Declan rises, wringing out his wet shirt over the potted plant in the corner of my office. I wince at the water damage on my hardwood floor. “I’m chafing.”

“Go and fucking change then,” I growl.

He chuckles and fucks off, with Tristan trailing behind him.

“Leave her for tonight. Please.”

He turns back to me. “Why?”

“She needs to process everything that has happened tonight. She needs to come to terms by herself that she is not alone anymore.”

“I’ll leave her until sunrise, and then I’m never leaving her again,” he says and walks off.

“That makes two of us,” I mutter at his retreating back. Turning to stare out over the dark grounds, I contemplate my own dark past that has made me who I am today. The pain of growing up knowing that your father murdered your mother in a fit of rage, the cover-up, the lies, the blood. It shaped me into the alpha I am today. Cold. Calculating. Ruthless when necessary. An alpha who will stop at nothing to protect what is mine.
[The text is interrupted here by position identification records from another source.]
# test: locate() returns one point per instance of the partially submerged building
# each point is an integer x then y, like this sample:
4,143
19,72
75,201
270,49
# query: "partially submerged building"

And Synthia has become mine in ways I never anticipated.

But I think deep down, I knew that it would happen. When I confronted her on the pavement, my intention was to catch her off guard. I didn’t expect her to do it to me. Her closeness, her scent, her blue eyes that could make a man drown.

I pour myself a glass of whiskey, savouring the burn as it slides down my throat. The irony isn’t lost on me. I’ve spent years cultivating a reputation as the untouchable Sir Tarquin Brayfield—the alpha who needs no one, who keeps the world at arm’s length with an icy exterior. Now I find myself consumed by the need to protect a small, fierce omega with a mouth on her that makes my cock hard and heart beat faster. She brings a smile to my face that hasn’t been there since before mum was killed, and that is priceless.